Keeping one’s serenity was key one AA shared on Saturday nght.

Ths was all new but vaguely familar too.

It wasn’t a million miles away from Buddhist thought and action.

The missing bit was knowing why I needed to be serene, or equanimous, in the moment. My need to be peaceful in the moment was now urgent. Needed to be applied continually to keep my addiction and it’s many lying whispers at bay. For however long I could at least, until I remembered how to act to quieten it down again.

Using a behaviour strategy to deal with emotions and thoughts which were the terrifying catalyst for the distress that prompted automatic thoughts and images of possible relapse.

Looking back the getting through the first day sober still goes down as my greatest achievement of all time!!

The odds against if were huge, It brought amazing relief and sense of satisfaction and belief.

The start of the day and the end were worlds apart.

28th December 2005.

Although I strangely think my recovery started on the 24th December following my first meeting and psychic change and although I drank for three days while tapering off the drink. The drink wasn’t as before and meant little to me. I had found the answer, the solution on the 24th December.

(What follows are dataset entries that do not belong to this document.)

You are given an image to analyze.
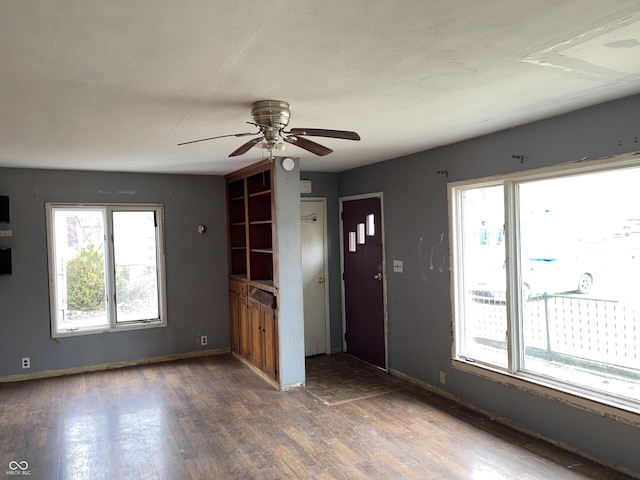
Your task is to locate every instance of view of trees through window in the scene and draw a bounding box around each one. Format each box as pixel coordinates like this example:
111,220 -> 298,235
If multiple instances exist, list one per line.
50,206 -> 165,332
453,164 -> 640,407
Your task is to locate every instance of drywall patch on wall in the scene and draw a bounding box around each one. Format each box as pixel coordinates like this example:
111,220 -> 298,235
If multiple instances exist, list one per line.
429,233 -> 449,273
418,233 -> 449,282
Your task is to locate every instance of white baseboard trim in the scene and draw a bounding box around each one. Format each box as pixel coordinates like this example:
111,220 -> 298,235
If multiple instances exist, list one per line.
0,348 -> 230,383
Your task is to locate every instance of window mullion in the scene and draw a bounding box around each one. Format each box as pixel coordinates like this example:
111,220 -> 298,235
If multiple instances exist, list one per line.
504,181 -> 522,373
105,208 -> 117,328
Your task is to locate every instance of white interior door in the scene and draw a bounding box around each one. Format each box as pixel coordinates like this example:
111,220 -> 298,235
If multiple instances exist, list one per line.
300,199 -> 330,356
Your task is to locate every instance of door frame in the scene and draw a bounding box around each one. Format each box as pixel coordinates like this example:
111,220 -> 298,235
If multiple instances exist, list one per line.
300,197 -> 332,355
338,192 -> 389,371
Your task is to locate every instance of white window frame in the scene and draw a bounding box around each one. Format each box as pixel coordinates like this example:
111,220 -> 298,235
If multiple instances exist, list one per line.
45,202 -> 167,338
448,152 -> 640,426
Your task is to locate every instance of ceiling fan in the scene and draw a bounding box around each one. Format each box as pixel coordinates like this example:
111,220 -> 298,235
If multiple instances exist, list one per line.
178,100 -> 360,157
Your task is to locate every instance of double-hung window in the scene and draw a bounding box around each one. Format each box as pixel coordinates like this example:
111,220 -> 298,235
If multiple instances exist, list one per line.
449,156 -> 640,413
46,203 -> 166,337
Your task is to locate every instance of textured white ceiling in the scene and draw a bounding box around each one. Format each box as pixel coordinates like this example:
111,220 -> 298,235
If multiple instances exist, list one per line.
0,0 -> 640,174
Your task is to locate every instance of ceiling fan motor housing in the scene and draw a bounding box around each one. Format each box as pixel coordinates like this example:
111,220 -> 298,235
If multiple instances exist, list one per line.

Thanks to Emma, vegetables and fruit, the voice in my heart and the BB I had made it through a day of not drinking.

I told myself that today would probably be the worst day of it and that tomorrow might even a bit easier. The next two days were still hellish but I now knew it could be done if I did what I did before and this gave me confidence. The voice in my heart was still helping me through too.

Recovery would be a constant journey from a crazy head to a serene heart.

I had rarely used the medication – I think I use 2 tablets (used in 1/3s)  in the 3 days of home detox.

There were 3 and ½ left in the packet. I would keep them in case I knew another alcoholic who couldn’t get essential medication for detoxification from alcohol from their local doctor.